Saturday, February 7, 2015

Lincoln’s Wit/Wisdom 295

'I never had a policy; I have just tried to do my very best each and every day.'
- Abraham Lincoln


Thursday, February 5, 2015

Lincoln’s Wit/Wisdom 294

'I never went to school more than six months in my life, but I remember how, when a mere child, I used to get irritated when anybody talked to me in a way I could not understand...  I can remember going to my little bedroom, after hearing the neighbors talk of an evening with my father, trying to make out what was the exact meaning of their, to me, dark sayings. I could not sleep, although I tried to, when I got on such a hunt for an idea until I had caught it; and when I thought I had got it, I was not satisfied until I had put it in language plain enough, as I thought, for any boy I knew to comprehend. This was a kind of passion with me, and it has stuck by me; for I am never easy now, when I am handling a thought, till I have bounded it north and bounded it south, and bounded it east and bounded it west.'
- Abraham Lincoln


Tuesday, February 3, 2015

Lincoln’s Wit/Wisdom 293

Not everybody was against Lincoln:

'...I only wish to thank you for being so good - and to say how sorry we all are that you must have four years more of this terrible toil.
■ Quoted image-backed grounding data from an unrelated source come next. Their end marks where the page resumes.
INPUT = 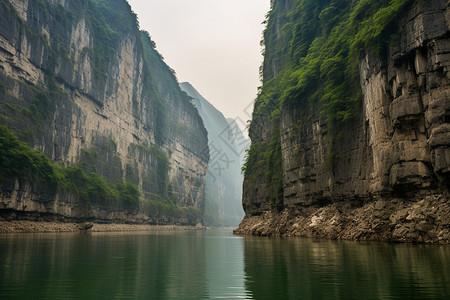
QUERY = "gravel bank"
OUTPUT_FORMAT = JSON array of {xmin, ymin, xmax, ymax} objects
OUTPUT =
[{"xmin": 0, "ymin": 221, "xmax": 205, "ymax": 233}]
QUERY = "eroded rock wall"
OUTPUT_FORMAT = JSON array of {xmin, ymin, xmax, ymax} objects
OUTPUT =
[
  {"xmin": 238, "ymin": 0, "xmax": 449, "ymax": 242},
  {"xmin": 0, "ymin": 0, "xmax": 208, "ymax": 223},
  {"xmin": 0, "ymin": 180, "xmax": 200, "ymax": 225}
]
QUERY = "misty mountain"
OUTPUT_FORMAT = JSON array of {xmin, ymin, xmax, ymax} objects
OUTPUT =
[{"xmin": 180, "ymin": 82, "xmax": 248, "ymax": 227}]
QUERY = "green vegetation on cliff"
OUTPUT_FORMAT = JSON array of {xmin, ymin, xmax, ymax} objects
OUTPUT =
[
  {"xmin": 0, "ymin": 124, "xmax": 58, "ymax": 186},
  {"xmin": 0, "ymin": 124, "xmax": 140, "ymax": 205},
  {"xmin": 257, "ymin": 0, "xmax": 414, "ymax": 120},
  {"xmin": 244, "ymin": 0, "xmax": 415, "ymax": 202}
]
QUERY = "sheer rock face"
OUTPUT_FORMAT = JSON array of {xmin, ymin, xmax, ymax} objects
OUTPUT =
[
  {"xmin": 239, "ymin": 0, "xmax": 449, "ymax": 242},
  {"xmin": 0, "ymin": 0, "xmax": 208, "ymax": 223},
  {"xmin": 360, "ymin": 0, "xmax": 450, "ymax": 196}
]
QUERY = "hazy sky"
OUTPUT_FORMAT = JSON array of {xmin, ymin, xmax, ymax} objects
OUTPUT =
[{"xmin": 127, "ymin": 0, "xmax": 271, "ymax": 131}]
But remember what a triumph it is for the right, what a blessing to the country - and then your rest shall be glorious when it does come! You can't tell anything about it in Washington where they make a noise on the slightest provocation. But if you had been in this little speck of a village this morning and heard the soft, sweet music of unseen bells rippling through the morning silence from every quarter of the far-off horizon, you would have better known what your name is in this nation. May God help you in the future as he has helped you in the past and a people's love and gratitude will be but a small portion of your exceeding great reward.'

- Mary Abigail Dodge, from her village of Hamilton, Massachusetts, written on the day of Lincoln's second inauguration, March 4, 1865.


Sunday, February 1, 2015

Lincoln’s Wit/Wisdom 292

What Lincoln was up against lasted far beyond the firing of the final shot of that sad, silly war as evidenced by the following:

'I rode with Robert E Lee / For three years thereabout.
Got wounded in three places / And I starved at Point Lookout.
I caught the rheumatism / A'campin in the snow.
But I killed a hundred Yankees / And I'd like to kill some more.
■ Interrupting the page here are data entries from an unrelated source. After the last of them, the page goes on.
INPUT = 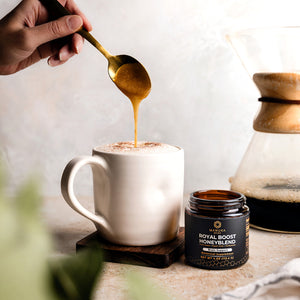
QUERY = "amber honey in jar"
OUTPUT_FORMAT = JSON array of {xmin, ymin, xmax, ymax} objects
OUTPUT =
[{"xmin": 185, "ymin": 190, "xmax": 249, "ymax": 270}]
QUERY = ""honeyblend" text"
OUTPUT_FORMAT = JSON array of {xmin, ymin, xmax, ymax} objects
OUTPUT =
[{"xmin": 198, "ymin": 233, "xmax": 236, "ymax": 245}]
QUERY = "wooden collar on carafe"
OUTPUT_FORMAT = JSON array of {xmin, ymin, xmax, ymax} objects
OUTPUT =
[{"xmin": 254, "ymin": 97, "xmax": 300, "ymax": 133}]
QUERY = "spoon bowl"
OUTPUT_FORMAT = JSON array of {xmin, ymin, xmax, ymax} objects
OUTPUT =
[
  {"xmin": 108, "ymin": 55, "xmax": 137, "ymax": 78},
  {"xmin": 109, "ymin": 55, "xmax": 151, "ymax": 100}
]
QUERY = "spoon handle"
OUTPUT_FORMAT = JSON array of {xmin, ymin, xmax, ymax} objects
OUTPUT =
[{"xmin": 39, "ymin": 0, "xmax": 111, "ymax": 59}]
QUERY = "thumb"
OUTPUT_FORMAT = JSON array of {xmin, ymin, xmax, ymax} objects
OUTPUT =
[{"xmin": 30, "ymin": 15, "xmax": 83, "ymax": 47}]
Three hundred thousand Yankees / Is stiff in Southern dust,
We got three hundred thousand / Before they conquered us.
They died of Southern fever, / Of Southern steel and shot.
But I wish it was three million / Instead of what we got.'
- 'I'm a good Old Rebel,' Post Civil War ballad


Friday, January 30, 2015

Lincoln’s Wit/Wisdom 291

'I say now, however, as I have all the while said that on the territorial question -- that is, the question of extending slavery under the national auspices -- I am inflexible. I am for no compromise which assists or permits the extension of the institution on soil owned by the nation.'
- Abraham Lincoln


Wednesday, January 28, 2015

Lincoln’s Wit/Wisdom 290


 ‘I shall go just as fast and only as fast as I think I’m right and the people are ready for the step.’